In diesem ersten Posting stelle ich dann noch einmal einige Beschlüsse zur Entbindung von der Erscheinenspflicht und den damit zusammenhängenden Fragen vor, sicherlich einer der verfahrensrechtlichen Dauerbrenner aus dem Bußgeldverfahren. Es handelt sich um:

1. Im Fall der Behauptung einer nicht ordnungsgemäßen Ladung ist es erforderlich, dass sich aus der Verfahrensrüge die tatsächlichen Umstände der Ladung und die daraus resultierende fehlende Kenntnis des Betroffenen vom Hauptverhandlungstermin ergeben, die seine Beteiligung an der Hauptverhandlung unmöglich gemacht haben.

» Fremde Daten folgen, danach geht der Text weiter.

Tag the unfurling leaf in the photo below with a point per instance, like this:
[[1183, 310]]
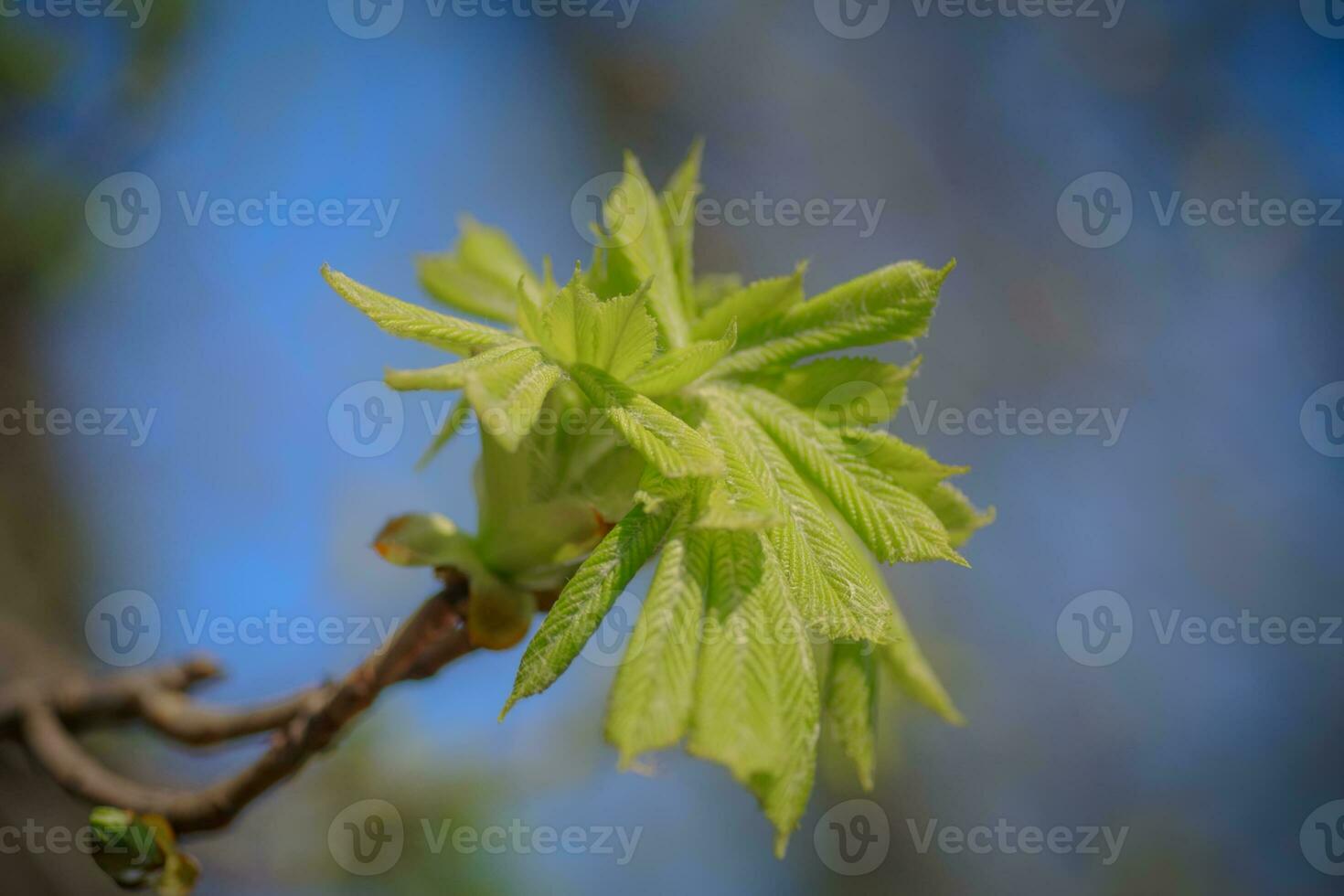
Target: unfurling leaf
[[641, 409], [140, 852]]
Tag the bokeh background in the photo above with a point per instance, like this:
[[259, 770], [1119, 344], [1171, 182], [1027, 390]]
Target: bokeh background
[[242, 501]]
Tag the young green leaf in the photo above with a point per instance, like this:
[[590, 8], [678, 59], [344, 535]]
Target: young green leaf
[[682, 366], [411, 321], [456, 420], [852, 704], [677, 208], [823, 571], [508, 394], [752, 305], [480, 274], [841, 391], [637, 235], [894, 524], [652, 696], [671, 446], [757, 706], [588, 597]]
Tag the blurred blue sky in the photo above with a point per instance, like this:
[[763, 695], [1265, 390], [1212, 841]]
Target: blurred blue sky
[[1211, 501]]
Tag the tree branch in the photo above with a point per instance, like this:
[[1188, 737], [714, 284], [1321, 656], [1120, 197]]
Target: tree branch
[[45, 713]]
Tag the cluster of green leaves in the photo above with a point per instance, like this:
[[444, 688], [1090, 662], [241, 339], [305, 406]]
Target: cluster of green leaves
[[749, 475], [140, 852]]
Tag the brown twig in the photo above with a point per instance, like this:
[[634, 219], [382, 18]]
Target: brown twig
[[45, 713]]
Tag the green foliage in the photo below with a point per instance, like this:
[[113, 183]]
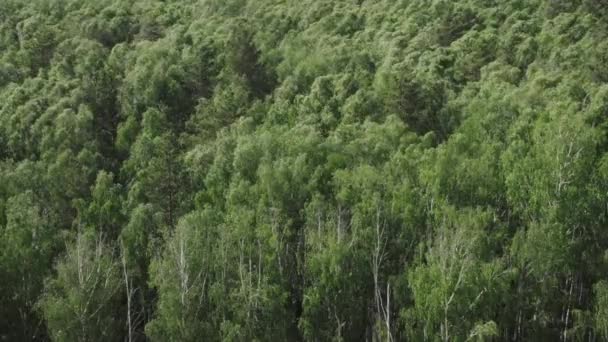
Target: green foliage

2. Hat der Zusteller die Ladung unter der dem Gericht bekannten Anschrift in den Briefkasten eingeworfen, der zu der Wohnung der weiterhin unter dieser Anschrift wohnhaften Eltern des Betroffenen gehört, bedarf es in der Regel Vortrags zu solchen Umständen, die eine Heilung des Ladungsmangels ausschließen (tatsächliche Übergabe der Ladung an den Betroffenen, Bestellung eines Zustellungsbevollmächtigten).

3. Rügevernichte Umstände sind jedenfalls dann mitzuteilen, wenn nach der konkreten Fallgestaltung eine dem geltend gemachten prozessualen Fehler (hier: Ladungsmangel) entgegenstehende Verfahrenslage ernsthaft in Frage kommt.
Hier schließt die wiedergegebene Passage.